The Board earlier took the position that a lawful permanent resident present in the United States could apply for a waiver under section 212(h) during deportation proceedings so long as he “depart[ed], return[ed], and then appl[ied] for a waiver.” Klementanovsky, 501 F.3d at 793. See, e.g., Matter of Sanchez, 17 I. & N. Dec. 218, 222-24 (BIA 1980).
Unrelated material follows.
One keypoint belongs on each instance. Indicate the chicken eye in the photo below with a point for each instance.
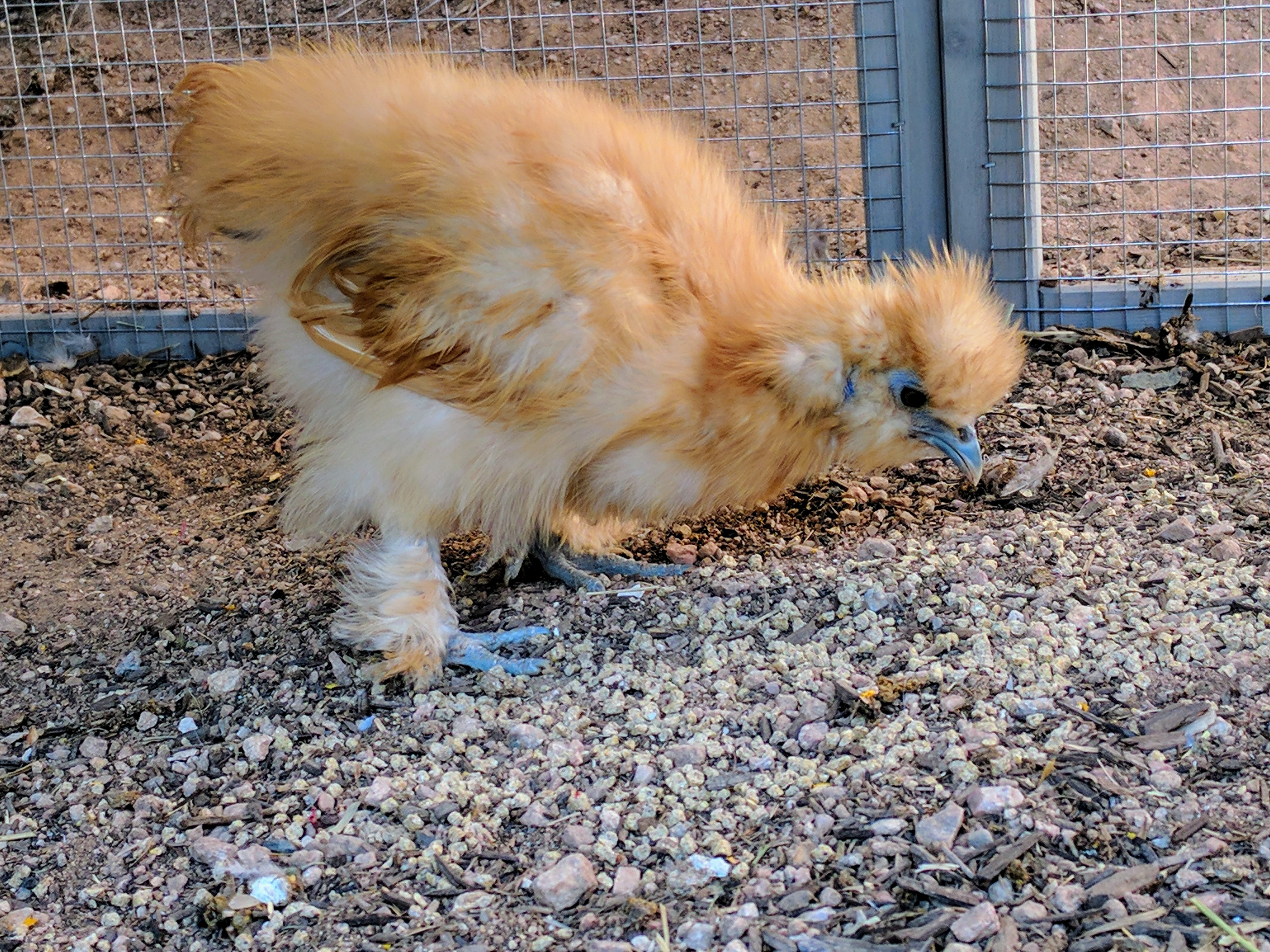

As Agency’s errors, reflected in its decisions /(212)(h)] cases, constitutes specific “errors” of law’ withing the meaning of INA  § 240 (c)(6)(B), which the Immigration Courts must consider. The court held that relegating Yeung “to a different classification of persons simply by virtue of his failure to depart and reenter, is to recognize a distinction that can only be characterized as arbitrary, and that is without `a fair and substantial relation to the object of the legislation. In view of the latest Court decisions in Matter of J-H-J-, 26 I&N Dec.563 (BIA 2015) and Medina-Rosales v. Holder, 778 F.3d 1140(2015), and the clear and unambiguous language of § 1182(h) “only persons who obtained Legal Permanent Resident status before or when the entered the United States are barred from seeking a waiver under § 1182(h). Because most respondent’s obtained LPR’s status after they entered the United States, consequently they are eligible for discretionary consideration for waiver of  inadmissibility under § 1182(h).